Geoff Barton, General Secretary of the Association of School and
College Leaders (ASCL), and Paul Whiteman, General Secretary of
the National Association of Head Teachers (NAHT), met with
representatives of the social media platform TikTok today. This
meeting followed a recent spate of posts on TikTok containing
imagery and comments that are extremely offensive to school staff
and have caused huge distress.
In a joint statement, Mr Barton and Mr Whiteman said:
“We met with TikTok today and were pleased to have a constructive
discussion focused on finding both immediate and long-term
solutions to addressing the horrendous abuse of teachers that has
featured in posts on the platform over the past two weeks.
“We have been assured that TikTok has a large team working on
this issue, that it has taken down hundreds of pieces of content,
and that it has banned accounts and hashtags associated with this
trend. TikTok has also offered to provide communications to our
members to help in terms of reporting abusive content and we will
be circulating this guidance via our newsletters in due course.
“The problem with all of this is that there appears to be a
mismatch between the action being taken by TikTok and what we are
hearing from members. School leaders continue to tell us of posts
on TikTok which target staff with highly offensive and defamatory
material, and a number say TikTok has either not responded to
requests to remove this content, or has decided there is no
violation of community guidelines, which we find impossible to
understand.
“We can only hope that the situation improves and that the action
being taken by TikTok proves effective in tackling this appalling
trend.

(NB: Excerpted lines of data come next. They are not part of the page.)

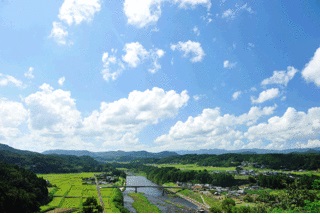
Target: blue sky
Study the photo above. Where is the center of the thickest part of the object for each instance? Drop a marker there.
(159, 74)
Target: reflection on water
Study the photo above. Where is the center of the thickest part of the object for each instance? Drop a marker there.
(166, 203)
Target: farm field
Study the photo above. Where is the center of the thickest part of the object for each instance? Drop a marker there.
(69, 192)
(196, 167)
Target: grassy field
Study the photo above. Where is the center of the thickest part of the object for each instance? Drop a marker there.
(142, 205)
(107, 197)
(69, 192)
(195, 167)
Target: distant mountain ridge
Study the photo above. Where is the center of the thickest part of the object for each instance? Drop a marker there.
(248, 151)
(113, 155)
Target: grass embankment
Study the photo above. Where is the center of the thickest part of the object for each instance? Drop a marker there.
(70, 193)
(142, 205)
(195, 167)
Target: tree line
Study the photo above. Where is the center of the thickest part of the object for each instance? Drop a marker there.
(21, 190)
(292, 161)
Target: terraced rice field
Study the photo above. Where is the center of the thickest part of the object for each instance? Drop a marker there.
(69, 191)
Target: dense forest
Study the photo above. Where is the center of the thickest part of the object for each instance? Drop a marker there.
(21, 190)
(292, 161)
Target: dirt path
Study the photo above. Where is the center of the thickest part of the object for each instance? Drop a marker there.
(99, 194)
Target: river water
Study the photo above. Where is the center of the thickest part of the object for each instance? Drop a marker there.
(169, 203)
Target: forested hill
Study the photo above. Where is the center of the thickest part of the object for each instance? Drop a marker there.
(114, 155)
(21, 191)
(40, 163)
(292, 161)
(249, 151)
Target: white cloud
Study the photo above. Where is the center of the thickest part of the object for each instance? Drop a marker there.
(229, 14)
(311, 71)
(126, 117)
(293, 126)
(77, 11)
(135, 54)
(228, 65)
(73, 12)
(190, 49)
(6, 80)
(61, 81)
(29, 73)
(59, 33)
(112, 67)
(281, 77)
(232, 13)
(210, 129)
(52, 111)
(141, 13)
(266, 95)
(193, 3)
(196, 30)
(236, 95)
(13, 115)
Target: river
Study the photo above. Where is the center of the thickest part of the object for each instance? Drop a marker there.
(169, 203)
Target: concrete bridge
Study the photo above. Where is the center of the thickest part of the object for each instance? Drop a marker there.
(136, 187)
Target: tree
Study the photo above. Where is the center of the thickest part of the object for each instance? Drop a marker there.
(21, 190)
(91, 206)
(227, 205)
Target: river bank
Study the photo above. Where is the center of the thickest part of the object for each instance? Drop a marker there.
(167, 203)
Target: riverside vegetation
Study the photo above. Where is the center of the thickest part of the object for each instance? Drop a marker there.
(223, 183)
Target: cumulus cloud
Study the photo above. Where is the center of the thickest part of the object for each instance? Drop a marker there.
(142, 13)
(232, 13)
(211, 129)
(196, 30)
(281, 77)
(59, 33)
(266, 95)
(193, 3)
(52, 111)
(228, 65)
(77, 11)
(236, 95)
(29, 73)
(311, 71)
(73, 12)
(13, 115)
(294, 126)
(126, 117)
(112, 66)
(6, 80)
(190, 49)
(135, 54)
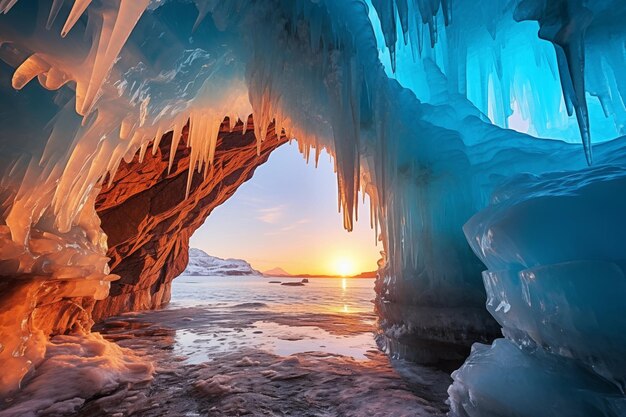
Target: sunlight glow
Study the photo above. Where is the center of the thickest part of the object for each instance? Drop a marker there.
(345, 267)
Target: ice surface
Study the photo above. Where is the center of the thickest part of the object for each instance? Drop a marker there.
(77, 368)
(86, 84)
(558, 293)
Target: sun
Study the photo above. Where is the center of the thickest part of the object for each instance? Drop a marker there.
(344, 267)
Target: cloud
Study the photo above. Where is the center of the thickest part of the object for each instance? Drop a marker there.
(272, 214)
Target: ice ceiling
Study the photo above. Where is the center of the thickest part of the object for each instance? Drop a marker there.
(429, 147)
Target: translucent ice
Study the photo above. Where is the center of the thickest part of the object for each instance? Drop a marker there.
(85, 85)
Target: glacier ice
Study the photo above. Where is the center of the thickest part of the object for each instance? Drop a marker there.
(557, 291)
(413, 98)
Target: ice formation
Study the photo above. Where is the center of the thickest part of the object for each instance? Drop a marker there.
(411, 97)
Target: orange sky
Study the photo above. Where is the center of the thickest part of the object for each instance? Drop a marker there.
(286, 216)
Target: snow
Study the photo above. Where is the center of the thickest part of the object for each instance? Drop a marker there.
(558, 293)
(201, 264)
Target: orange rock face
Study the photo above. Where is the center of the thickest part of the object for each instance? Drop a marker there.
(149, 221)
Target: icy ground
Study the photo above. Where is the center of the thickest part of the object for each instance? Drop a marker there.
(270, 355)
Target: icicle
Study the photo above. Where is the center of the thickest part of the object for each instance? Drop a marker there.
(77, 11)
(142, 152)
(157, 140)
(54, 11)
(29, 69)
(176, 136)
(111, 41)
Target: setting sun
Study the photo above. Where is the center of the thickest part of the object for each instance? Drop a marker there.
(345, 267)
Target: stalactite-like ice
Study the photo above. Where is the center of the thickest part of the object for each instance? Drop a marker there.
(87, 84)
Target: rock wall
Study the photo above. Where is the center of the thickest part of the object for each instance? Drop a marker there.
(149, 221)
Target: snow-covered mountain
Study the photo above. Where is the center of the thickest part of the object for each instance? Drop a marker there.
(276, 272)
(202, 264)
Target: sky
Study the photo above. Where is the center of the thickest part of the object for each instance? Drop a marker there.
(286, 216)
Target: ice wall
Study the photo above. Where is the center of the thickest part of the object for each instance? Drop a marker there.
(113, 74)
(554, 246)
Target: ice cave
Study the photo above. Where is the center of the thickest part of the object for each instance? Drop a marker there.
(487, 136)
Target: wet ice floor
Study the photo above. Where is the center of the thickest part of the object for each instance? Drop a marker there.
(242, 346)
(327, 315)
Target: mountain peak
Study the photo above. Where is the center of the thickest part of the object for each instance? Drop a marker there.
(277, 272)
(203, 264)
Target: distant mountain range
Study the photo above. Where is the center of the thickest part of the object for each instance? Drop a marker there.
(202, 264)
(277, 272)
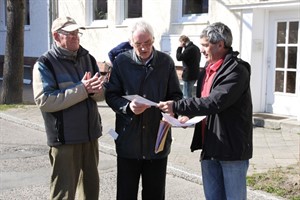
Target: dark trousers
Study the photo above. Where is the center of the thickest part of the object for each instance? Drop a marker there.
(152, 172)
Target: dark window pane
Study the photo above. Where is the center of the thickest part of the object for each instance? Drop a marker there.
(100, 9)
(27, 13)
(194, 7)
(280, 57)
(279, 81)
(281, 32)
(293, 32)
(292, 57)
(291, 82)
(134, 9)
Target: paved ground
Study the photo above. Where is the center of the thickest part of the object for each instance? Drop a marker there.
(24, 164)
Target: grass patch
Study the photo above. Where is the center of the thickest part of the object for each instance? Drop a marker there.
(283, 182)
(4, 107)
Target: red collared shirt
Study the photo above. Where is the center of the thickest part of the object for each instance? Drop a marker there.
(210, 73)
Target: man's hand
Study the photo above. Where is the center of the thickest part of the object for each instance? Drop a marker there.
(166, 106)
(138, 108)
(93, 84)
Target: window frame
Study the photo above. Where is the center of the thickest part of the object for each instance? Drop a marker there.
(120, 16)
(90, 16)
(192, 18)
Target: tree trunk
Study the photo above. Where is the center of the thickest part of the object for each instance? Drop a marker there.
(13, 69)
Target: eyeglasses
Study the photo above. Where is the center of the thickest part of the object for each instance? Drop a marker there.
(146, 44)
(73, 33)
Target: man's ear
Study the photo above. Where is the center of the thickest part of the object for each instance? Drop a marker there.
(56, 36)
(221, 44)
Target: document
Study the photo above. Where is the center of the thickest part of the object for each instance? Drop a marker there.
(140, 99)
(161, 136)
(175, 122)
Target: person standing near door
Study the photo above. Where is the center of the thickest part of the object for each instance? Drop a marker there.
(225, 135)
(190, 55)
(152, 75)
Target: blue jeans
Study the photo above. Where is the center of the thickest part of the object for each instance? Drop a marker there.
(188, 88)
(224, 180)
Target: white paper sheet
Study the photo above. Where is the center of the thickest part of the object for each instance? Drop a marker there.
(175, 122)
(140, 99)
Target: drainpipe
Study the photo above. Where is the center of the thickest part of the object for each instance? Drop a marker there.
(53, 14)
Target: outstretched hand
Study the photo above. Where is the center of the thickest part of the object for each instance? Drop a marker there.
(138, 108)
(93, 84)
(166, 106)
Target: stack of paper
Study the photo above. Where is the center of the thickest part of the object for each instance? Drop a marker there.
(161, 136)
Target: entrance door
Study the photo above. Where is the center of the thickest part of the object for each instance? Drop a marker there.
(283, 64)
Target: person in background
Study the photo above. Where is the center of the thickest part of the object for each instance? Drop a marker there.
(120, 48)
(190, 55)
(151, 74)
(225, 135)
(66, 86)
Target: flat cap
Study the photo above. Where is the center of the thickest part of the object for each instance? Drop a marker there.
(66, 24)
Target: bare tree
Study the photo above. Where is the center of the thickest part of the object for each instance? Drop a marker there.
(13, 69)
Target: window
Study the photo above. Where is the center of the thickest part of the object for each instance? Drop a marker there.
(192, 11)
(100, 9)
(133, 9)
(128, 10)
(197, 7)
(286, 57)
(97, 10)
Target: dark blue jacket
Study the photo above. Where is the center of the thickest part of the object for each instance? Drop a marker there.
(120, 48)
(156, 81)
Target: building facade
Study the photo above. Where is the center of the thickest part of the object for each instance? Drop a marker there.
(265, 32)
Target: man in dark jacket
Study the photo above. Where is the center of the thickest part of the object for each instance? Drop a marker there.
(120, 48)
(190, 55)
(152, 75)
(66, 86)
(224, 96)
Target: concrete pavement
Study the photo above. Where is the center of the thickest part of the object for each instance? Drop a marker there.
(272, 148)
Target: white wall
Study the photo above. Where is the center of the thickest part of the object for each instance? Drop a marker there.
(36, 35)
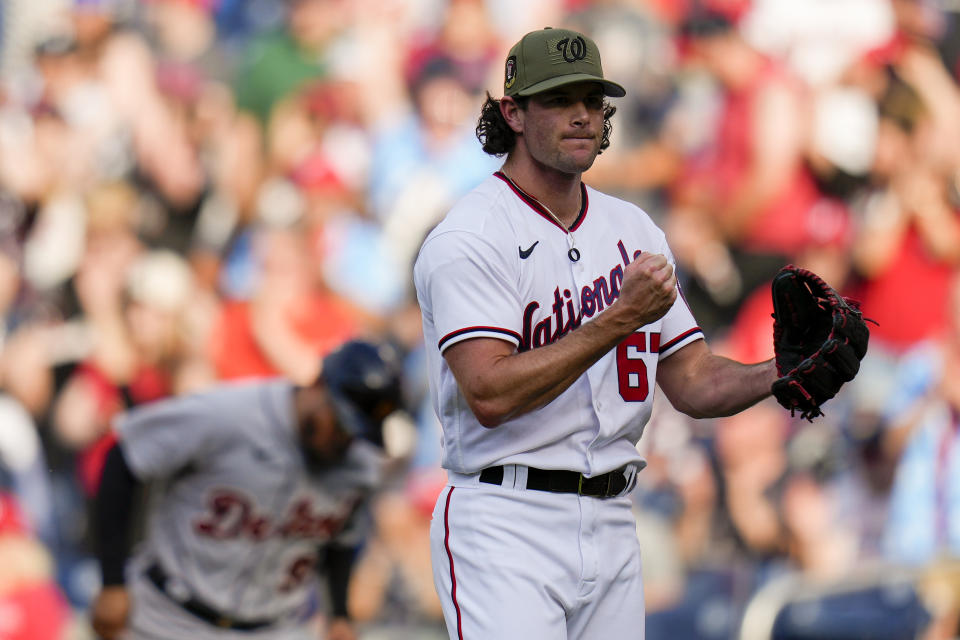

We will be monitoring the feedback we receive from school
leaders.
“In the longer term, we have spoken to TikTok about the need for
a better system to address this sort of problem if anything
similar happens again in the future, and we have suggested that
this might be done by the creation of an education portal which
is staffed by a dedicated education team that schools can
contact.
“We understand this is not something that can be set up
overnight, but the experience of the past two weeks illustrates
the need to make the platform far more effective in rapidly
dealing with any issues of this nature.”